Deux bras entourèrent sa taille alors qu'il avait essayé de s'élancer, sans s'en rendre compte, vers cette lame qui n'attendait qu'une chose : trancher plus de chairs. Il allait l'attraper, il n'était pas loin ! Il la voulait, elle était là, si proche... Incontrôlable à cet instant, la pulsion le manipulait à sa guise, le poussant à se faire mal, à faire disparaître cette douleur mentale lancinante au profit d'une, plus concrète, physique. Stiles hoqueta, perdit soudainement cette assurance étrangère et se remit à trembler comme un malade. Il se laissa aller dans les bras de Derek qui l'entourait, l'étreignait et essayait de le rassurer. Il lui disait que tout allait bien, qu'il allait le sortir de là. Rien n'était moins sûr. De son côté, le loup était à deux doigts d'exploser.
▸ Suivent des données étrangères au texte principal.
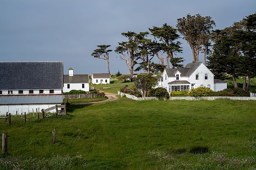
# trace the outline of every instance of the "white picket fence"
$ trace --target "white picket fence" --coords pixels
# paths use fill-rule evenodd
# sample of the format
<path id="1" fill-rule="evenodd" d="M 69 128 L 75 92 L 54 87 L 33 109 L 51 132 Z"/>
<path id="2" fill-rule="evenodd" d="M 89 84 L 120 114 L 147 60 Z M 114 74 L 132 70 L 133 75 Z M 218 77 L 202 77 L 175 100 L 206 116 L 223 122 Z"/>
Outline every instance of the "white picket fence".
<path id="1" fill-rule="evenodd" d="M 120 95 L 121 97 L 125 96 L 129 99 L 136 100 L 158 100 L 159 99 L 155 97 L 137 97 L 134 96 L 118 91 L 118 94 Z M 170 100 L 214 100 L 218 99 L 228 99 L 231 100 L 256 100 L 255 97 L 240 97 L 237 96 L 205 96 L 202 97 L 191 96 L 170 96 L 169 99 Z"/>

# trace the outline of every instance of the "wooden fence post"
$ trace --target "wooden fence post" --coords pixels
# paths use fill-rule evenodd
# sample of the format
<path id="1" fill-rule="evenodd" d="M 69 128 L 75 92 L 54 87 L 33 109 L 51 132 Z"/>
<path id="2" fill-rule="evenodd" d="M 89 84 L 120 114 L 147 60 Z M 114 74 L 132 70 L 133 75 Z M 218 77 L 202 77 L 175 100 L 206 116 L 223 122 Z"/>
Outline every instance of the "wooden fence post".
<path id="1" fill-rule="evenodd" d="M 6 123 L 6 122 L 7 122 L 7 118 L 8 118 L 8 119 L 9 120 L 9 117 L 8 117 L 8 112 L 6 112 L 6 115 L 5 116 L 5 123 Z"/>
<path id="2" fill-rule="evenodd" d="M 45 112 L 44 111 L 44 109 L 42 109 L 42 110 L 41 110 L 41 111 L 42 111 L 42 117 L 43 117 L 43 118 L 45 118 Z"/>
<path id="3" fill-rule="evenodd" d="M 2 134 L 2 147 L 3 154 L 6 154 L 7 153 L 7 133 L 3 133 Z"/>
<path id="4" fill-rule="evenodd" d="M 57 105 L 55 105 L 55 109 L 56 109 L 56 115 L 58 116 L 58 107 L 57 106 Z"/>
<path id="5" fill-rule="evenodd" d="M 27 117 L 26 116 L 26 112 L 24 112 L 24 117 L 25 117 L 25 123 L 27 122 Z"/>
<path id="6" fill-rule="evenodd" d="M 54 128 L 54 130 L 52 131 L 52 144 L 55 143 L 55 140 L 56 140 L 56 129 Z"/>
<path id="7" fill-rule="evenodd" d="M 36 111 L 36 114 L 37 115 L 37 119 L 39 119 L 39 113 L 37 111 L 37 108 L 36 108 L 35 110 Z"/>
<path id="8" fill-rule="evenodd" d="M 9 125 L 11 125 L 11 113 L 9 113 Z"/>

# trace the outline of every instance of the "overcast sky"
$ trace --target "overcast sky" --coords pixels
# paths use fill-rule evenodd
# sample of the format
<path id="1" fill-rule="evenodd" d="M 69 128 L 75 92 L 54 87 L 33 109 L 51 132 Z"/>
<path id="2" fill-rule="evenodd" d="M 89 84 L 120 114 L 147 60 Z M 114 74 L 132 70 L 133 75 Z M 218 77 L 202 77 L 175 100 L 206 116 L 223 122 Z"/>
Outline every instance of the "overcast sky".
<path id="1" fill-rule="evenodd" d="M 188 14 L 210 16 L 214 29 L 222 29 L 255 7 L 255 0 L 0 0 L 0 60 L 63 61 L 65 74 L 71 67 L 75 74 L 107 73 L 105 61 L 91 54 L 99 45 L 114 50 L 126 40 L 122 32 L 148 31 L 165 23 L 175 27 L 177 18 Z M 189 46 L 179 40 L 183 51 L 177 56 L 191 62 Z M 109 55 L 111 74 L 129 72 L 118 55 Z"/>

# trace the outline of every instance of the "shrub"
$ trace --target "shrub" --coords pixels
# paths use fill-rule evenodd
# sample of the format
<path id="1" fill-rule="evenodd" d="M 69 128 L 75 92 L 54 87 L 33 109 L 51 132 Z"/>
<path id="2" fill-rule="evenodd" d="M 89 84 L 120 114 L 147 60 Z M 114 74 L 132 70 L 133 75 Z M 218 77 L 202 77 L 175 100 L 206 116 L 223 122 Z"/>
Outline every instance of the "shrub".
<path id="1" fill-rule="evenodd" d="M 189 92 L 185 90 L 173 91 L 171 92 L 170 96 L 188 96 Z"/>
<path id="2" fill-rule="evenodd" d="M 250 92 L 242 89 L 235 87 L 233 89 L 234 96 L 247 96 L 250 97 Z"/>
<path id="3" fill-rule="evenodd" d="M 199 87 L 192 89 L 188 94 L 189 96 L 210 96 L 214 92 L 212 90 L 205 87 Z"/>
<path id="4" fill-rule="evenodd" d="M 66 94 L 85 94 L 86 93 L 86 92 L 82 90 L 71 90 L 69 92 L 64 92 L 63 93 L 63 94 L 65 95 Z"/>
<path id="5" fill-rule="evenodd" d="M 152 89 L 149 91 L 148 95 L 149 96 L 156 97 L 160 99 L 168 99 L 169 97 L 167 90 L 163 87 Z"/>

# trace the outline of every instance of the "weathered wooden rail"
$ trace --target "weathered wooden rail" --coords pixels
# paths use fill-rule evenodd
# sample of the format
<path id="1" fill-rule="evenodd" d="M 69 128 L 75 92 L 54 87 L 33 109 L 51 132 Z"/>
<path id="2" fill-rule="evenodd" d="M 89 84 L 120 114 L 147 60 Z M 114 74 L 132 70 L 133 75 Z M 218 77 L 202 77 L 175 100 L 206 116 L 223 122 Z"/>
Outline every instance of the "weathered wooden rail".
<path id="1" fill-rule="evenodd" d="M 64 99 L 81 99 L 81 98 L 92 98 L 96 97 L 105 97 L 104 93 L 92 93 L 80 94 L 67 94 L 63 95 Z"/>

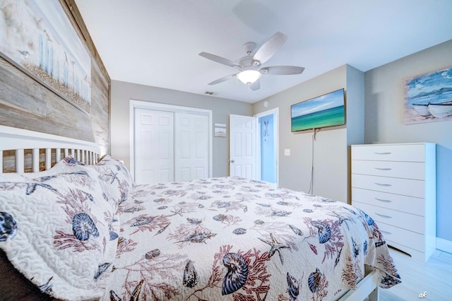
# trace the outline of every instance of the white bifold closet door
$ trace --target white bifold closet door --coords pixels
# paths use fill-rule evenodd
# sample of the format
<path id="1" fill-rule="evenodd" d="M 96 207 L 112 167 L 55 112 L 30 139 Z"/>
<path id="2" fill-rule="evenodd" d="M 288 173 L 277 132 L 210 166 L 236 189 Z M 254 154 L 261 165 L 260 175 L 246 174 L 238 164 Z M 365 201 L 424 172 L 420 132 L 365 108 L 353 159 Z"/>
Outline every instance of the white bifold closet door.
<path id="1" fill-rule="evenodd" d="M 209 177 L 208 117 L 135 109 L 135 182 Z"/>

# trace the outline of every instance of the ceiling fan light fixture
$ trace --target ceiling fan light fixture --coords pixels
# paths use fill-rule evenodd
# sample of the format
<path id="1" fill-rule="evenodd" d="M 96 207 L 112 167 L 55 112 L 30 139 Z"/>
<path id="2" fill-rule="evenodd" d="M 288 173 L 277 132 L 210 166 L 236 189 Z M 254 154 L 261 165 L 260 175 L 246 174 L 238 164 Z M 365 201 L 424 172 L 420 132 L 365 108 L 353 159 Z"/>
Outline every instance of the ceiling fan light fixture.
<path id="1" fill-rule="evenodd" d="M 244 70 L 237 73 L 237 78 L 246 84 L 251 84 L 261 78 L 261 72 L 257 70 Z"/>

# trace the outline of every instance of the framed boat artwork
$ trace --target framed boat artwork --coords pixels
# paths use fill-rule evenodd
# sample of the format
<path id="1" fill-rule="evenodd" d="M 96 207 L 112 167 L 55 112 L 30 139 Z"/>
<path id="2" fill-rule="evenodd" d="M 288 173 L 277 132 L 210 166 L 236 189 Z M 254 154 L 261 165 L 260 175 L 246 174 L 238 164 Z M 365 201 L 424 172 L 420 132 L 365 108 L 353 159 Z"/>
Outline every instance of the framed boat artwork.
<path id="1" fill-rule="evenodd" d="M 90 114 L 91 58 L 59 0 L 0 1 L 0 56 Z"/>
<path id="2" fill-rule="evenodd" d="M 405 124 L 452 120 L 452 68 L 405 82 Z"/>

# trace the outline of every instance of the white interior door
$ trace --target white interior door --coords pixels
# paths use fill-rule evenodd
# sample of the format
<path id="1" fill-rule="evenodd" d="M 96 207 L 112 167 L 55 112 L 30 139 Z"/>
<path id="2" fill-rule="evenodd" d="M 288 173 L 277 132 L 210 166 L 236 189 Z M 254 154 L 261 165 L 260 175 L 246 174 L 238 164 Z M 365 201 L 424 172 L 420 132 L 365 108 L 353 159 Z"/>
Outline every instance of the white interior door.
<path id="1" fill-rule="evenodd" d="M 209 177 L 209 119 L 207 115 L 174 113 L 174 179 Z"/>
<path id="2" fill-rule="evenodd" d="M 136 184 L 174 181 L 174 113 L 135 109 Z"/>
<path id="3" fill-rule="evenodd" d="M 256 121 L 250 116 L 230 115 L 230 175 L 256 179 Z"/>

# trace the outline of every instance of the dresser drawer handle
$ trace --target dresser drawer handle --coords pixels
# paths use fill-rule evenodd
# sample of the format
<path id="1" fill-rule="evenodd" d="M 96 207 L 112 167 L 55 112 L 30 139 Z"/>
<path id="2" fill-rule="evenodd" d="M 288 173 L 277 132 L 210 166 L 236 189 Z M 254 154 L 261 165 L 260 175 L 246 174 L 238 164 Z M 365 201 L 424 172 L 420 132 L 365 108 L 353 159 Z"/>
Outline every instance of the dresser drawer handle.
<path id="1" fill-rule="evenodd" d="M 385 199 L 383 199 L 375 198 L 375 199 L 377 200 L 377 201 L 382 201 L 383 203 L 391 203 L 392 202 L 392 201 L 391 201 L 391 200 L 385 200 Z"/>
<path id="2" fill-rule="evenodd" d="M 376 212 L 375 213 L 375 214 L 376 214 L 379 216 L 381 216 L 383 218 L 392 218 L 391 216 L 383 216 L 383 214 L 380 214 L 380 213 L 377 213 Z"/>
<path id="3" fill-rule="evenodd" d="M 383 186 L 384 187 L 389 187 L 390 186 L 393 186 L 391 184 L 381 184 L 381 183 L 375 183 L 376 185 Z"/>

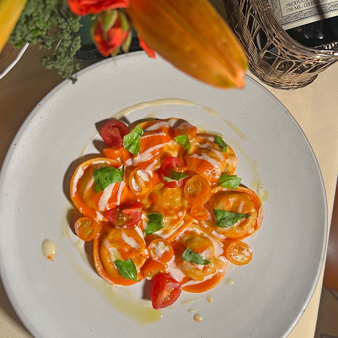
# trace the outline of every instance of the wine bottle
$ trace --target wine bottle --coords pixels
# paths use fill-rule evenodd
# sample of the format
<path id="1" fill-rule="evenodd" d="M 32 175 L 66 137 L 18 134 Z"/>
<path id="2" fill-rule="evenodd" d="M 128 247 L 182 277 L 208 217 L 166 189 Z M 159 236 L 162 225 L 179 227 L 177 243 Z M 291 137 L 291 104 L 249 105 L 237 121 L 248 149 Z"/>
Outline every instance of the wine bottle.
<path id="1" fill-rule="evenodd" d="M 294 40 L 320 48 L 338 43 L 337 0 L 271 0 L 275 15 Z"/>
<path id="2" fill-rule="evenodd" d="M 338 16 L 298 26 L 286 31 L 302 45 L 319 48 L 338 41 Z"/>

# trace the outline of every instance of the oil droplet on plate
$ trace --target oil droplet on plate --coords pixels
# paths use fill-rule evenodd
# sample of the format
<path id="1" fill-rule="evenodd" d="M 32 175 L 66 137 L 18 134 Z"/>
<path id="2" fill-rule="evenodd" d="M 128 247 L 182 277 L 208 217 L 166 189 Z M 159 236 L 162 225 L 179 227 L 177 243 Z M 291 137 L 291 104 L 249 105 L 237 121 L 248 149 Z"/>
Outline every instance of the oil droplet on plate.
<path id="1" fill-rule="evenodd" d="M 55 256 L 55 244 L 49 238 L 45 238 L 41 244 L 41 252 L 44 257 L 53 261 Z"/>
<path id="2" fill-rule="evenodd" d="M 232 285 L 234 284 L 234 279 L 230 277 L 225 281 L 227 285 Z"/>

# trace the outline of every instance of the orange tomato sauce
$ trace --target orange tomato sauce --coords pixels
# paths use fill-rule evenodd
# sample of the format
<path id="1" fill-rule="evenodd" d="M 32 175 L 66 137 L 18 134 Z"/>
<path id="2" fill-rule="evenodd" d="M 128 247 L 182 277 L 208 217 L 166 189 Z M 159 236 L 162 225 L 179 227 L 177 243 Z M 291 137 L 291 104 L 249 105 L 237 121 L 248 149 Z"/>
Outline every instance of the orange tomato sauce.
<path id="1" fill-rule="evenodd" d="M 254 192 L 241 186 L 234 189 L 219 185 L 221 175 L 233 175 L 237 165 L 231 147 L 227 145 L 223 152 L 215 143 L 214 135 L 197 132 L 194 136 L 194 132 L 192 136 L 189 136 L 190 148 L 187 151 L 175 139 L 175 135 L 182 134 L 180 130 L 175 131 L 179 124 L 175 118 L 142 122 L 138 125 L 144 133 L 138 154 L 134 155 L 124 148 L 107 147 L 105 154 L 114 159 L 93 159 L 81 164 L 74 172 L 71 197 L 81 213 L 99 224 L 94 239 L 94 262 L 99 275 L 108 283 L 129 285 L 138 282 L 122 277 L 114 263 L 117 259 L 130 259 L 137 268 L 138 282 L 144 278 L 145 271 L 149 278 L 158 270 L 176 279 L 186 291 L 207 291 L 224 276 L 228 246 L 252 234 L 261 225 L 263 208 Z M 188 175 L 182 179 L 185 180 L 183 184 L 174 188 L 167 186 L 160 173 L 162 163 L 171 157 L 178 159 L 182 164 L 179 172 Z M 94 170 L 104 167 L 120 169 L 122 166 L 124 175 L 122 182 L 95 192 Z M 210 193 L 208 195 L 209 200 L 198 208 L 195 206 L 195 211 L 191 213 L 194 206 L 187 200 L 185 185 L 195 175 L 208 181 L 211 194 L 210 198 Z M 136 226 L 115 226 L 108 220 L 106 215 L 110 211 L 118 207 L 123 211 L 135 203 L 142 206 L 142 219 Z M 205 216 L 196 212 L 200 209 L 207 213 Z M 249 214 L 250 217 L 221 227 L 216 225 L 213 211 L 217 209 Z M 146 236 L 149 214 L 153 213 L 162 214 L 163 226 Z M 194 219 L 194 215 L 198 219 Z M 148 246 L 156 239 L 165 240 L 166 243 L 163 247 L 156 247 L 156 255 L 160 257 L 164 255 L 164 257 L 168 255 L 166 252 L 170 252 L 169 261 L 164 259 L 162 264 L 158 258 L 149 255 Z M 187 259 L 184 255 L 188 251 L 192 258 Z"/>

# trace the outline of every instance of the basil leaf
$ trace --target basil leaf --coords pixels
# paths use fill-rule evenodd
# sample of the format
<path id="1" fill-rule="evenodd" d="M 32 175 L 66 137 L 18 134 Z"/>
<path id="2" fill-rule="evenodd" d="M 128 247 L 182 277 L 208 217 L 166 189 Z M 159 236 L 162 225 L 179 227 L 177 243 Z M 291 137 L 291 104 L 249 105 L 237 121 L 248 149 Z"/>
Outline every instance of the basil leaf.
<path id="1" fill-rule="evenodd" d="M 185 174 L 184 172 L 175 171 L 172 168 L 171 168 L 170 170 L 170 174 L 169 174 L 169 177 L 165 176 L 164 175 L 162 175 L 162 177 L 163 180 L 166 182 L 174 182 L 175 181 L 180 181 L 189 176 L 188 174 Z"/>
<path id="2" fill-rule="evenodd" d="M 137 282 L 137 271 L 134 262 L 130 258 L 126 261 L 117 259 L 114 261 L 121 277 Z"/>
<path id="3" fill-rule="evenodd" d="M 190 141 L 187 135 L 179 135 L 176 136 L 175 139 L 178 144 L 183 147 L 187 151 L 190 149 Z"/>
<path id="4" fill-rule="evenodd" d="M 163 215 L 160 213 L 147 214 L 147 217 L 149 221 L 147 227 L 144 230 L 144 234 L 146 236 L 158 231 L 164 226 Z"/>
<path id="5" fill-rule="evenodd" d="M 219 178 L 219 183 L 223 188 L 236 189 L 239 185 L 242 178 L 235 175 L 222 175 Z"/>
<path id="6" fill-rule="evenodd" d="M 207 259 L 205 259 L 200 254 L 196 254 L 187 248 L 183 252 L 181 258 L 186 262 L 190 262 L 196 264 L 201 264 L 207 265 L 210 264 L 211 262 Z"/>
<path id="7" fill-rule="evenodd" d="M 94 190 L 96 193 L 104 190 L 112 183 L 122 182 L 124 177 L 124 166 L 119 169 L 114 167 L 102 167 L 95 169 L 94 174 Z"/>
<path id="8" fill-rule="evenodd" d="M 141 136 L 144 134 L 143 129 L 137 126 L 132 131 L 123 137 L 123 146 L 133 155 L 138 154 L 141 145 Z"/>
<path id="9" fill-rule="evenodd" d="M 215 143 L 222 149 L 222 152 L 225 152 L 226 151 L 226 143 L 223 141 L 223 139 L 220 136 L 215 136 Z"/>
<path id="10" fill-rule="evenodd" d="M 228 228 L 239 221 L 251 217 L 251 214 L 238 214 L 217 209 L 214 209 L 214 213 L 216 218 L 216 226 L 221 228 Z"/>

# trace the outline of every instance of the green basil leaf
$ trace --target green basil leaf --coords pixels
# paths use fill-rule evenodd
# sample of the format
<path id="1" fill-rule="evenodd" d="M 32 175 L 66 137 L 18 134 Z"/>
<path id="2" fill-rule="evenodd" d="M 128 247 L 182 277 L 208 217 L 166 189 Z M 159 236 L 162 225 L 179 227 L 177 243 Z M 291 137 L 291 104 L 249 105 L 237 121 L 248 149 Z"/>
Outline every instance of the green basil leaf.
<path id="1" fill-rule="evenodd" d="M 221 228 L 228 228 L 239 221 L 251 217 L 251 214 L 238 214 L 217 209 L 214 209 L 214 213 L 216 218 L 216 225 Z"/>
<path id="2" fill-rule="evenodd" d="M 102 167 L 94 170 L 94 190 L 97 194 L 112 183 L 122 182 L 124 177 L 124 166 L 119 169 L 114 167 Z"/>
<path id="3" fill-rule="evenodd" d="M 201 264 L 207 265 L 210 264 L 211 262 L 207 259 L 205 259 L 200 254 L 196 254 L 187 248 L 183 252 L 181 258 L 186 262 L 190 262 L 196 264 Z"/>
<path id="4" fill-rule="evenodd" d="M 117 259 L 114 261 L 121 277 L 137 282 L 137 271 L 134 262 L 130 258 L 126 261 Z"/>
<path id="5" fill-rule="evenodd" d="M 144 230 L 144 234 L 146 236 L 158 231 L 164 226 L 163 215 L 160 213 L 147 214 L 147 217 L 149 220 L 147 227 Z"/>
<path id="6" fill-rule="evenodd" d="M 236 189 L 239 185 L 242 178 L 235 175 L 222 175 L 219 178 L 219 183 L 223 188 Z"/>
<path id="7" fill-rule="evenodd" d="M 123 137 L 123 146 L 133 155 L 138 154 L 141 145 L 141 136 L 144 134 L 143 129 L 137 126 L 132 131 Z"/>
<path id="8" fill-rule="evenodd" d="M 225 152 L 226 151 L 226 143 L 223 141 L 223 139 L 220 136 L 215 136 L 215 143 L 222 149 L 222 152 Z"/>
<path id="9" fill-rule="evenodd" d="M 172 168 L 171 168 L 170 170 L 170 174 L 169 174 L 169 177 L 165 176 L 164 175 L 162 175 L 162 177 L 163 180 L 166 182 L 174 182 L 175 181 L 180 181 L 189 176 L 188 174 L 175 171 Z"/>
<path id="10" fill-rule="evenodd" d="M 176 136 L 175 139 L 177 144 L 183 147 L 187 151 L 190 149 L 190 141 L 187 135 L 179 135 Z"/>

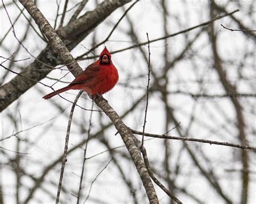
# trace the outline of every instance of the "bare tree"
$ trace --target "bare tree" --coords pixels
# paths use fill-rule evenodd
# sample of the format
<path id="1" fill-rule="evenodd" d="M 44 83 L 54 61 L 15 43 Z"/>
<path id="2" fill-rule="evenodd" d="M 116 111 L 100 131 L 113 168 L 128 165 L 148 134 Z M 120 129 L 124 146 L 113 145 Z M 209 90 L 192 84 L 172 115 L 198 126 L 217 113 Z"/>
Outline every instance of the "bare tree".
<path id="1" fill-rule="evenodd" d="M 45 2 L 0 6 L 0 203 L 254 202 L 253 1 Z M 106 45 L 107 101 L 42 99 Z"/>

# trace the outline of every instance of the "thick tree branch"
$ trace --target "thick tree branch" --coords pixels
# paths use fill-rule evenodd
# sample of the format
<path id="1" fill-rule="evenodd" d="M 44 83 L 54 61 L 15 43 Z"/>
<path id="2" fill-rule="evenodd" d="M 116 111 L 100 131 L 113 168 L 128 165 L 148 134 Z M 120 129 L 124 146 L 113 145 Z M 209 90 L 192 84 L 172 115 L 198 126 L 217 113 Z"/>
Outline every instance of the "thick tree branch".
<path id="1" fill-rule="evenodd" d="M 60 36 L 60 38 L 65 45 L 68 45 L 68 50 L 71 51 L 113 11 L 131 1 L 104 1 L 94 10 L 88 11 L 78 19 L 69 24 L 66 26 L 68 28 L 64 26 L 58 29 L 57 33 Z M 47 27 L 48 27 L 46 26 Z M 76 36 L 73 36 L 73 38 L 71 38 L 70 33 L 73 33 L 73 30 L 75 33 L 75 30 L 77 29 L 80 31 L 80 35 L 77 33 Z M 65 39 L 65 37 L 68 37 L 69 40 Z M 70 59 L 65 61 L 72 62 L 70 60 Z M 43 62 L 44 64 L 40 62 Z M 51 72 L 52 68 L 62 63 L 63 62 L 59 57 L 52 51 L 52 47 L 50 45 L 46 46 L 33 62 L 23 69 L 21 74 L 25 76 L 25 78 L 16 76 L 0 87 L 0 112 L 35 85 L 37 81 L 44 79 Z M 76 66 L 75 64 L 70 65 Z M 32 80 L 28 80 L 29 78 Z"/>
<path id="2" fill-rule="evenodd" d="M 19 2 L 24 5 L 29 13 L 38 25 L 41 30 L 48 39 L 52 47 L 59 55 L 64 64 L 70 63 L 68 66 L 69 69 L 73 71 L 73 68 L 77 69 L 77 72 L 73 72 L 74 75 L 77 75 L 79 69 L 82 68 L 73 60 L 73 58 L 62 41 L 55 30 L 51 27 L 40 11 L 33 4 L 32 0 L 22 1 Z M 67 60 L 65 58 L 68 58 Z M 68 61 L 67 61 L 68 60 Z M 158 203 L 158 199 L 151 180 L 150 176 L 146 168 L 145 164 L 140 155 L 139 149 L 137 147 L 133 137 L 134 136 L 132 132 L 126 127 L 122 119 L 113 108 L 102 97 L 96 97 L 93 99 L 95 103 L 103 110 L 113 122 L 116 128 L 119 132 L 121 137 L 129 151 L 131 157 L 133 160 L 142 181 L 144 186 L 146 192 L 150 203 Z"/>

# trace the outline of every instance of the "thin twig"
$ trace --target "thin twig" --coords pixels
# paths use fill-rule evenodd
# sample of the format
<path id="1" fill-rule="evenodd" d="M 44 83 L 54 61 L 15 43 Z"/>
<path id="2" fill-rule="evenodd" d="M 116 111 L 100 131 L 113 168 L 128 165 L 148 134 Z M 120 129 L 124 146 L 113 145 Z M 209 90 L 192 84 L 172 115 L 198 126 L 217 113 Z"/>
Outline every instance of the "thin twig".
<path id="1" fill-rule="evenodd" d="M 80 14 L 80 13 L 81 12 L 82 10 L 84 8 L 84 6 L 85 6 L 85 4 L 87 3 L 87 2 L 88 2 L 88 0 L 83 0 L 83 1 L 78 3 L 78 4 L 75 5 L 75 6 L 76 6 L 78 4 L 80 4 L 78 8 L 77 8 L 77 9 L 76 10 L 76 11 L 72 16 L 71 18 L 70 18 L 70 20 L 69 20 L 69 22 L 68 24 L 74 21 L 75 20 L 77 19 L 77 17 Z"/>
<path id="2" fill-rule="evenodd" d="M 242 31 L 242 32 L 256 32 L 255 30 L 241 30 L 241 29 L 228 29 L 225 26 L 224 26 L 223 24 L 220 24 L 221 26 L 223 26 L 224 29 L 230 30 L 230 31 Z"/>
<path id="3" fill-rule="evenodd" d="M 150 81 L 150 40 L 149 38 L 149 33 L 147 33 L 147 42 L 148 45 L 147 48 L 149 50 L 149 64 L 147 65 L 147 67 L 149 68 L 149 72 L 147 73 L 147 97 L 146 97 L 146 109 L 145 110 L 145 116 L 144 116 L 144 123 L 143 124 L 143 134 L 142 134 L 142 146 L 140 146 L 140 149 L 142 150 L 142 147 L 143 147 L 143 143 L 144 142 L 144 132 L 145 132 L 145 127 L 146 126 L 146 122 L 147 119 L 147 107 L 149 105 L 149 82 Z"/>
<path id="4" fill-rule="evenodd" d="M 0 149 L 2 149 L 3 150 L 6 150 L 6 151 L 9 151 L 9 152 L 17 153 L 17 154 L 30 154 L 30 153 L 20 152 L 17 152 L 17 151 L 14 151 L 14 150 L 8 150 L 8 149 L 6 149 L 6 148 L 3 147 L 2 146 L 0 146 Z"/>
<path id="5" fill-rule="evenodd" d="M 73 116 L 73 113 L 74 112 L 75 107 L 76 107 L 76 104 L 78 100 L 79 97 L 83 93 L 83 91 L 80 91 L 77 94 L 77 97 L 76 97 L 76 99 L 75 99 L 73 105 L 72 105 L 71 110 L 70 111 L 70 115 L 69 116 L 69 122 L 68 123 L 68 129 L 66 130 L 66 139 L 65 142 L 65 147 L 64 147 L 64 151 L 63 154 L 63 157 L 62 159 L 62 165 L 60 170 L 60 175 L 59 177 L 59 186 L 58 187 L 58 191 L 57 193 L 57 197 L 56 197 L 56 203 L 58 204 L 59 203 L 59 195 L 60 194 L 60 191 L 62 189 L 62 180 L 63 179 L 63 174 L 64 174 L 64 171 L 65 168 L 65 164 L 67 161 L 66 160 L 66 155 L 68 152 L 68 146 L 69 145 L 69 134 L 70 132 L 70 127 L 71 126 L 71 122 L 72 122 L 72 117 Z"/>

Il s'éloigna, se débarrassa de la lame restée au sol et s'empressa de s'occuper de la jambe droite de Stiles. Enfin, il le sortit de cette horrible salle de bain et le porta jusqu'à sa chambre. Là, il le fit se changer de haut et l'aida également à enfiler un pantalon de jogging, confortable. Ensuite, il dégota un sac qu'il remplit avec quelques vêtements du plus jeune qui restait apathique sur son lit. Il ne pleurait plus depuis un moment, mais tremblait plus que jamais, pressant inconsciemment Derek de s'activer, ce qu'il faisait déjà. Une fois qu'il lui eut pris de quoi se changer ainsi que son traitement, il prit le sac sur son dos avant de prendre l'hyperactif dans ses bras.

Quelques secondes plus tard, il prenait la route en direction du loft, l'hyperactif avachi sur le siège passager. Il sentait le sang à plein nez, mais ça allait, c'était supportable. Et surtout, il l'éloignait de sa maison, qui contenait à l'heure actuelle une pièce où son sang avait coulé à flot. Derek espérait avoir le temps de prévenir Noah pour éviter qu'il s'inquiète trop... Cela attendrait. S'efforçant de s'empêcher de ressentir trop de choses, Derek concentra ses yeux sur la route. Il sentait Stiles trembler, tout comme il sentait l'odeur de ses sanglots. Il avait recommencé à pleurer. En silence. Les mains cachant son visage. Derek serra ses mains sur le volant à s'en faire blanchir les phalanges. Ça n'allait pas. Vraiment, ça n'allait pas. Il s'autoriserait à plus de sentimentalisme et plus d'empathie lorsqu'il serait au loft, en tête à tête avec l'hyperactif. Là, il l'étreindrait doucement, prendrait le temps de l'écouter. Cette fois, il ne serait pas pressé de le faire sortir d'une pièce tapissée de son sang. En repensant à cette vision qu'il avait eue en entrant dans la salle de bain, Derek faillit avoir un haut-le-cœur, mais réussit à se mentaliser et à passer outre. Pour l'instant. Son pied mit un peu plus de pression sur l'accélérateur. Il risqua un coup d'œil sur son téléphone, qu'il venait de sortir de la poche de sa veste. Il l'alluma de sa main libre et fronça les sourcils. Il avait douze appels manqués de Lydia. Sentant qu'une nouvelle angoisse naissait en lui, il l'éteignit. Pour l'instant, sa priorité, c'était Stiles. Il rappellerait la banshee une fois que l'hyperactif serait en sécurité, sous sa surveillance. Une fois qu'il l'aurait calmé. Une fois qu'il aurait discuté avec lui. Une fois qu'il aurait compris pourquoi il s'était fait tant de mal. Une fois qu'il lui aurait fait promettre de ne plus recommencer. L'idée, plus que concrète, que Stiles se mutile lui faisait mal, très mal, à tel point qu'il se sentait chaque seconde près à défaillir. Seul l'espoir de sortir l'hyperactif de là le faisait tenir.

Et encore, il était incertain.

Dans sa poche, son téléphone se remit à sonner.